Uzmanından sürdürülebilir mutfaklar için teklifler

Birleşmiş Milletler Besin ve Tarım Örgütü’nün (FAO) sürdürülebilirlik maksatları doğrultusunda besin eşitsizliğine dair farkındalık yaratmak, tarım siyasetlerini global ölçekte uygunlaştırmak ve yoksulluğa tahlil aramak emeliyle her yıl gitgide büyüyen besin krizine tüketicilerin dikkatini çekmeyi hedefliyor.

Her insanın son kullanıcı olarak dahil olduğu besin döngüsünde, raporlar geçen altı yıl içerisinde besin güvensizliğinin arttığını gösteriyor.

DÜNYA POPÜLASYONUNUN YÜZDE 30’UNU ETKİLİYOR

Açıklamada değerlendirmelerine yer verilen Gastronomi ve Mutfak Sanatları Kısmı Öğretim Görevlisi Ece Şener Aslay, besin israfına dikkat çekerek sürdürülebilir mutfaklar için tekliflerini paylaştı.

Aslay, en çok besin israfının kentlerde yapıldığını belirterek, kentte yaşayanların besin üretiminin kesimi olması gerektiğini vurguladı.

Gıda güvensizliğinin dünya popülasyonunun yüzde 30’unu etkilediğini kaydeden Aslay, Covid-19 salgını, global ekonomik dalgalanmalar, işsizlik ve global ısınma üzere faktörlerle artan besin güvensizliğinin tüketicinin mutfağına da yansıdığını tabir etti.

“GIDALARI BUZDOLABINDA ÇÜRÜMEYE TERK EDİYORUZ”

Aslay, kentte yaşayan nüfusun besin ile ilgisinin tüketmek üzerine konseyi olduğuna vurgu yaparak, “İstatistiklere nazaran en çok kentte yaşayanlar tüketiyor ve maalesef tıpkı ölçüde gıdayı israf da ediyor. İşin acı tarafı çoğunlukla büsbütün tüketmiyoruz, besinleri buzdolabında çürümeye terk ediyoruz. Biraz farkındalıkla topluma geri vererek katkı sağlayacak formda tüketim mümkün olabilir. Minimalizmin ‘az olan çoktur’ ideolojisi, mutfaklarda da bize yol gösterebilir” değerlendirmesinde bulundu.

“GIDANIN SAKLANMASI DA KRİTİK ÖNEMDE”

Gıdanın saklanmasının kritik ehemmiyete sahip olduğunu belirten Ece Şener Aslay, kelamlarını şu biçimde sürdürdü:

“Markete gitmeden minik bir liste hazırlamak bile içgüdüsel alışverişleri engelleyebilir ve gereksiniminiz olandan fazlasını almamanızı sağlar. Bir haftalık ya da birkaç günlük listeler hem bütçenizi yönetmenize hem sağlıklı beslenmenize hem de az tüketmenize yardımcı olur. Mutfak alışverişi yaptıktan sonra, yiyecekleri nasıl sakladığımız ömürlerini uzatmak için epey değerli. Zerzevat ve meyvelerin yıkanarak öbür eserlerle birlikte saklanması süratli bozulmaların yanı sıra sebzelik kısmındaki başka eserlerin de bozulmasına sebebiyet verebilir.
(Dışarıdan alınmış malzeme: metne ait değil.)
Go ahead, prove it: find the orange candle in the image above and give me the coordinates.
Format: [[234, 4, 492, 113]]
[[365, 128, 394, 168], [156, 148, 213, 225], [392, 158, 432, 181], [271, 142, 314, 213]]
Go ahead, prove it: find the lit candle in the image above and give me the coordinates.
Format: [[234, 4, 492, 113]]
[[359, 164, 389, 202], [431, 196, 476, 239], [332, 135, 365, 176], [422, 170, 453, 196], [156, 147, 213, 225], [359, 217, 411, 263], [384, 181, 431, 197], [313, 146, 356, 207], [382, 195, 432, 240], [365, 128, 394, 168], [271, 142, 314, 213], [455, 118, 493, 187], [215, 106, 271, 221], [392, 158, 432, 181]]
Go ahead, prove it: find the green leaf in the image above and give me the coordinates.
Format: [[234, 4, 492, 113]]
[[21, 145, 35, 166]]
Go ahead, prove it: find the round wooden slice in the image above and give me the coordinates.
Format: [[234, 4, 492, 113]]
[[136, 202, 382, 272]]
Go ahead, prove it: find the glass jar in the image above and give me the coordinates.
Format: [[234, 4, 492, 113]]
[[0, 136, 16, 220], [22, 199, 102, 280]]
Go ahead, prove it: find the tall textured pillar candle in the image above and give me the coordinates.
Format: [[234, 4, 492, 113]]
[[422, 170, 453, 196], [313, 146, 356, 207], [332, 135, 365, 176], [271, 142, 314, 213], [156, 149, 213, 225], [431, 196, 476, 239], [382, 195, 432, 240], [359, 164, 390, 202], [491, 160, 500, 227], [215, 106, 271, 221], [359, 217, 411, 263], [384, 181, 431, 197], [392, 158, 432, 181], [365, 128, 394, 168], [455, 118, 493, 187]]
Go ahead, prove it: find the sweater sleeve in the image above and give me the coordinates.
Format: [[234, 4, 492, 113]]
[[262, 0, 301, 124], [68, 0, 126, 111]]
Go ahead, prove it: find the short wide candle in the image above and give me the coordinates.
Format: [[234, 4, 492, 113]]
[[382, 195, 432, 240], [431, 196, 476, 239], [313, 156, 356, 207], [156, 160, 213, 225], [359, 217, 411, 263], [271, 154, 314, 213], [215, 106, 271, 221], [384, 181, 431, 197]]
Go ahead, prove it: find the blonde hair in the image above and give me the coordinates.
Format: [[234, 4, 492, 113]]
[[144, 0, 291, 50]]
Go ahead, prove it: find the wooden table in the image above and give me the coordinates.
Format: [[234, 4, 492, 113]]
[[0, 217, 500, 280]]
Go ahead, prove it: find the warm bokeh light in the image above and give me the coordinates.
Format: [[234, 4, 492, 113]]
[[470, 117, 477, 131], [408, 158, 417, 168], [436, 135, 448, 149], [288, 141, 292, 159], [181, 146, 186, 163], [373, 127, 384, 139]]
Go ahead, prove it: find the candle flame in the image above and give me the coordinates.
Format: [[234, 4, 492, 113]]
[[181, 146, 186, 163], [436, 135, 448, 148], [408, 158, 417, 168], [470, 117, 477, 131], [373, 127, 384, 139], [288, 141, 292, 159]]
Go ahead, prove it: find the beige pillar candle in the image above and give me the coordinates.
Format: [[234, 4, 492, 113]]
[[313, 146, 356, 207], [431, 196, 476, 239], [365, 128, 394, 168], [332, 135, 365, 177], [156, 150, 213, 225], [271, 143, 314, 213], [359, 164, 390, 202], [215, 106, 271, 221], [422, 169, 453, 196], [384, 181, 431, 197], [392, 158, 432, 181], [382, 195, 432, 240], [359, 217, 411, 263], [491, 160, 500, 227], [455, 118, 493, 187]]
Düzgün bir zerzevat kurutucu ve vakumlu cam saklama kaplarına yapılan yatırım, besinlerinizi daha uzun mühlet ve inançlı saklamanızı sağlar.”

HER ŞEY ASLINDA BESİN ZİNCİRİNİN BİR PARÇASI”
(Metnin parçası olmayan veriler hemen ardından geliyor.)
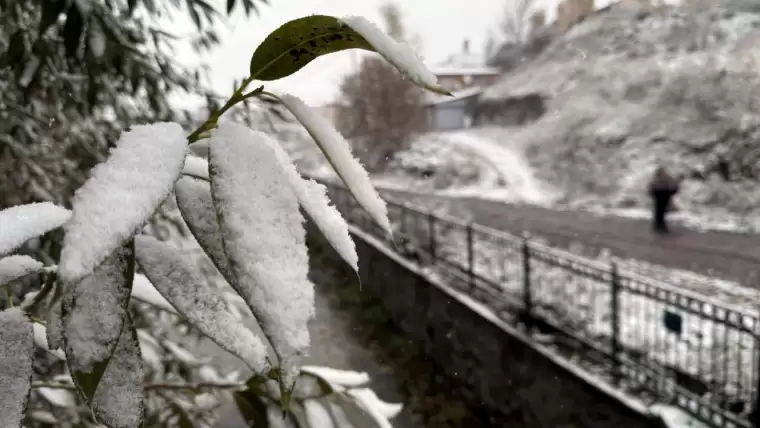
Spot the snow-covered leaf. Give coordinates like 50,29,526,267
0,308,34,428
63,242,135,402
58,123,187,284
92,317,145,428
0,202,71,256
32,323,66,360
341,16,451,95
132,273,177,314
174,177,232,280
37,388,76,408
46,295,63,350
135,235,268,373
0,256,44,285
346,388,403,422
268,139,359,271
250,15,372,81
278,94,391,234
301,366,370,388
303,400,335,428
182,155,209,180
87,19,106,58
209,123,314,387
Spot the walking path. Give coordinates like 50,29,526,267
382,190,760,289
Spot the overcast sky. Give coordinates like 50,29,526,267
177,0,608,106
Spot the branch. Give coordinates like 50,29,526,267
32,382,247,391
145,382,247,391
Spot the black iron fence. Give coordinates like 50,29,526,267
325,178,760,428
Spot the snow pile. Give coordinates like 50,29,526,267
0,256,43,285
0,202,71,255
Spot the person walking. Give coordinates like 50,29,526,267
649,166,680,233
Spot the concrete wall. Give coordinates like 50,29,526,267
314,229,659,428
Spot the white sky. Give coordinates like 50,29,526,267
174,0,609,106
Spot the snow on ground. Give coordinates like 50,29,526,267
374,131,556,205
332,193,760,426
GIDA ÜRETİMİNE KATILMAK YIKICI TÜKETİMİ DE AZALTACAK”

Şehirde yaşayan tüketicilerin besin üretimine katılmasının değerini vurgulayan Şener Aslay, şu değerlendirmede bulundu:

“Büyükşehirlerde belediyelerin o bölgede yaşayan bireylere besin üretimi için tahsis ettiği alanlar bulunuyor. Bu alanlarda ya da meskeninizde kendi balkonunuzda besin üretimine katılmak yıkıcı tüketimi de azaltacaktır. Mümkün olduğunca üretici pazarlarından, güvendiğiniz kooperatiflerden alışveriş yapmak lokal üreticiyi desteklediği üzere taze ve sürdürülebilir eserlere ulaşmanızı kolaylaştıracaktır.”